I had convenience methods littered all over the place. I have now pushed these in to a couple of helper classes and I made the helper classes protected members of my layer supertypes.

Everything was going along swimmingly until I came to Zend View. I have extended Zend View to make my layer supertype but when I try to attach a protected member it throws a:

Zend View Exception: Setting private or protected class members is not allowed.

Firstly, why would such members not be allowed? Any ideas? Secondly, have you circumvented it in the past? And how did that go? (It seems that the framework detects protected members by the presence of a leading underscore. This seems a bit hit-and-miss, and also easy to get around).

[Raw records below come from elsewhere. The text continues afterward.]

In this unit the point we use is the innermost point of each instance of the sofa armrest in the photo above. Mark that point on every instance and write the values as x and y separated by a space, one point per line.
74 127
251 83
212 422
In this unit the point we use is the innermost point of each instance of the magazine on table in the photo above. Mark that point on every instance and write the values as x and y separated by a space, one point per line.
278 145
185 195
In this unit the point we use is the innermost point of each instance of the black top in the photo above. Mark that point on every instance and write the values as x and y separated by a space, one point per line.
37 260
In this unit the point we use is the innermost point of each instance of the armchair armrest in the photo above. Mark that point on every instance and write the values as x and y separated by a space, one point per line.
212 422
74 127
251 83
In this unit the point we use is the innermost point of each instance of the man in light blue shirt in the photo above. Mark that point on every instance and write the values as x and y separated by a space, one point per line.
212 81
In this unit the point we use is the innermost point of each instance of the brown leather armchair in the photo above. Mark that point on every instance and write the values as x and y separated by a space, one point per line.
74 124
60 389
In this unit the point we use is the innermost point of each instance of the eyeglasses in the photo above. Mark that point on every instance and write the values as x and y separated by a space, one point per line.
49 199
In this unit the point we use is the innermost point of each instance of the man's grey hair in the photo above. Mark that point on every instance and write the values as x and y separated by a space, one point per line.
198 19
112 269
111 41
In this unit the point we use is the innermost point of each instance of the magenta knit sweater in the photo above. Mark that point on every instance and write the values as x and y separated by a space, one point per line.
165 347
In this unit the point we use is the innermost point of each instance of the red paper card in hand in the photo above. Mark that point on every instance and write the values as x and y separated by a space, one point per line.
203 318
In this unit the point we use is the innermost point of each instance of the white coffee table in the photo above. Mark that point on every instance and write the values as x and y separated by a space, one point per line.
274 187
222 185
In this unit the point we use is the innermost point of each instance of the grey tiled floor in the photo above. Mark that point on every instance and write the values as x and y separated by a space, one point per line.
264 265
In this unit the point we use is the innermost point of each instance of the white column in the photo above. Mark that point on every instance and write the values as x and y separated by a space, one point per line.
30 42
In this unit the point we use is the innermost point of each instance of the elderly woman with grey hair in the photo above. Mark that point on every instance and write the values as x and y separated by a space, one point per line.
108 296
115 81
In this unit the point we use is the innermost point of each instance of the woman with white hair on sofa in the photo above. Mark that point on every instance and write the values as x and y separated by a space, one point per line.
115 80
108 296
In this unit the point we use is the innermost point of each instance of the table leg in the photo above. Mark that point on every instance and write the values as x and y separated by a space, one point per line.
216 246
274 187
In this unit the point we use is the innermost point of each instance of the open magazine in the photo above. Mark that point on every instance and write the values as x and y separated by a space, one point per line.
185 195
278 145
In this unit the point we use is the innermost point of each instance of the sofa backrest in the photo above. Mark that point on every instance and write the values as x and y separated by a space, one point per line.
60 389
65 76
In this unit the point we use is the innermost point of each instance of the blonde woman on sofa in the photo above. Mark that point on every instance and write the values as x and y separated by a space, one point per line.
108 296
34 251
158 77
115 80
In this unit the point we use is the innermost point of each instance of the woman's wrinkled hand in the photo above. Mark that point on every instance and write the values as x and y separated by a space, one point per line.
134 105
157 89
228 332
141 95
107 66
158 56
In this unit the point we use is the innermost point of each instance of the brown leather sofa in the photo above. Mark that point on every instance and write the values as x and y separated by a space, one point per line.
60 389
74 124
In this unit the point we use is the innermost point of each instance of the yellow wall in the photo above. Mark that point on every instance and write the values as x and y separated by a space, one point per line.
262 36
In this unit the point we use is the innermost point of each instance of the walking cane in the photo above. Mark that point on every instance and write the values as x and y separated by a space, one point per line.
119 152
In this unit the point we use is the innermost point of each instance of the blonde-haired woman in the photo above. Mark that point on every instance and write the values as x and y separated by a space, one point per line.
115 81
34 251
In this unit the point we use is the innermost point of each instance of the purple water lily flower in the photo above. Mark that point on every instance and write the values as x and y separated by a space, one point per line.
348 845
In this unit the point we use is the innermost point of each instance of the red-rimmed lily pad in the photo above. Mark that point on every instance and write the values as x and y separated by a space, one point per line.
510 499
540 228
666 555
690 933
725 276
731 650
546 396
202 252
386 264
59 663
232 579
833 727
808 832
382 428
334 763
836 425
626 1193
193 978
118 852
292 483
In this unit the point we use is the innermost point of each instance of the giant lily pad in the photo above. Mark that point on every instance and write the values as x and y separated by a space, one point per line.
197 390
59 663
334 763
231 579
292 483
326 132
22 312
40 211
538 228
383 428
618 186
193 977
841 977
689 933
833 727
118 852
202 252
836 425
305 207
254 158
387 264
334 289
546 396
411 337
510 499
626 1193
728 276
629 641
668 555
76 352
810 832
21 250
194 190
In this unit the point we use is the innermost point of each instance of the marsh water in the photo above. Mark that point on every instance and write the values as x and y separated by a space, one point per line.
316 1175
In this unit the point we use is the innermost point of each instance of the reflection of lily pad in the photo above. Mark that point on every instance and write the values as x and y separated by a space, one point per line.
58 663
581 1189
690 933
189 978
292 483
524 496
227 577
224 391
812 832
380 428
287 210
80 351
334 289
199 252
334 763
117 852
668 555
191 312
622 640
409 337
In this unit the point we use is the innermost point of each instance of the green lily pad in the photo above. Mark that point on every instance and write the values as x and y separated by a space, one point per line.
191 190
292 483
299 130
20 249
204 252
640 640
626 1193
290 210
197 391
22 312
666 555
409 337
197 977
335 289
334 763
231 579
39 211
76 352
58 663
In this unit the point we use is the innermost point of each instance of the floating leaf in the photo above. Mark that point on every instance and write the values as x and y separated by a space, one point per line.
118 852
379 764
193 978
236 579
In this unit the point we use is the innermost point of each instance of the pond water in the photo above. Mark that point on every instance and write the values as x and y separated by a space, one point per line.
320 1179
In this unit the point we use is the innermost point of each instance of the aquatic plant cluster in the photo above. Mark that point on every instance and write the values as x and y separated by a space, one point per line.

Note - I'm not saying that I would circumvent it. I'm just trying to find out what others have done in the past (since it seems an odd constraint).

It's an important point for me since I am using traits to bring the helpers and associated proxy methods into each superclass. I don't want to maintain a separate trait just for the View. Alternatively, I don't want to make the helpers public members of each superclass.

Thank you!

Was it helpful?

Solution

Data encapsulation.

Underscore properties are not allowed primarily so that the developer can't accidentally overwrite View properties that are part of the framework.

This essentially protects all of the framework's View properties and allows you, the developer, free rain over any public properties you wish to set.

The authors of Zend View can then be sure of two things: (1) they control (and author) the private and protected class properties and (2) you control the public properties. This makes for logical data encapsulation and maintainable class overloading.